У Ленхатепа опустились руки.
– Но я не смог, матушка милая, я не устоял… она такая нежная и красивая роза!!!
Исизида посветлела в улыбке:
– Что, сама Хетеп-Херес, или её красавица дочь, или знатная сестра Эхнатон тебя покорила? – спросила она с надеждой.
– Да нет, матушка, она совсем незнатного рода.
– Не знатного? А какого? – Исизиду обуял саркастический смех:
– Так ты что, сын знатного вельможи, поволочился за прислугой Мечены Хирхуфа или Уны? (Исизида назвала крупных чиновников Древнего Царства.) Да ты никак заболел, Ленхатеп? К тебе надо позвать медика Эверса?
– Мне не надо Эверса: я не болен. Я не поволочился за прислугой Мечены Хирхуфа. Я полюбил девушку из совсем бедной семьи.
Исизида изменилась в лице, страх обуял её, она решила, что Ленхатеп серьёзно сошёл с ума. Тронулся головой. И стала ждать мужа, чтобы поделиться этим.
И тут же, как по заказу, у ворот дворца послышался стук колесницы – подъехал вельможа Осиристеп. Сойдя с колесницы, он вошёл в сад. Рабы с носилками тотчас же бросились к нему, но Осиристеп, подняв руку, остановил их:
– Уйдите пока. Я побуду в саду.
Рабы мгновенно принесли второе кресло, поставили около Исизиды, подвели к нему визиря, тот сел рядом.
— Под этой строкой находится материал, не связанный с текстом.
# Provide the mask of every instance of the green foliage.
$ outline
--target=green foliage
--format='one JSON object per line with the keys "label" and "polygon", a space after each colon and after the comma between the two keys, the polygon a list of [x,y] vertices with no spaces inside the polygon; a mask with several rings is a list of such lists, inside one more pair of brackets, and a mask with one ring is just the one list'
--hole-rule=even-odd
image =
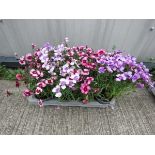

– Муж мой восхитительный, Вы не слушали, что только что молвил Ваш сын! Он заявил, что якобы, боюсь сказать это, полюбил! Какую-то чернавку из совсем бедной семьи! Душа моя, Осиристеп, он, я уверена: наш сын тронулся умом, голова его нездорова.
– Ах, жена моя драгоценная, – засмеялся вельможа, – да он просто шутит! Ха-ха-ха!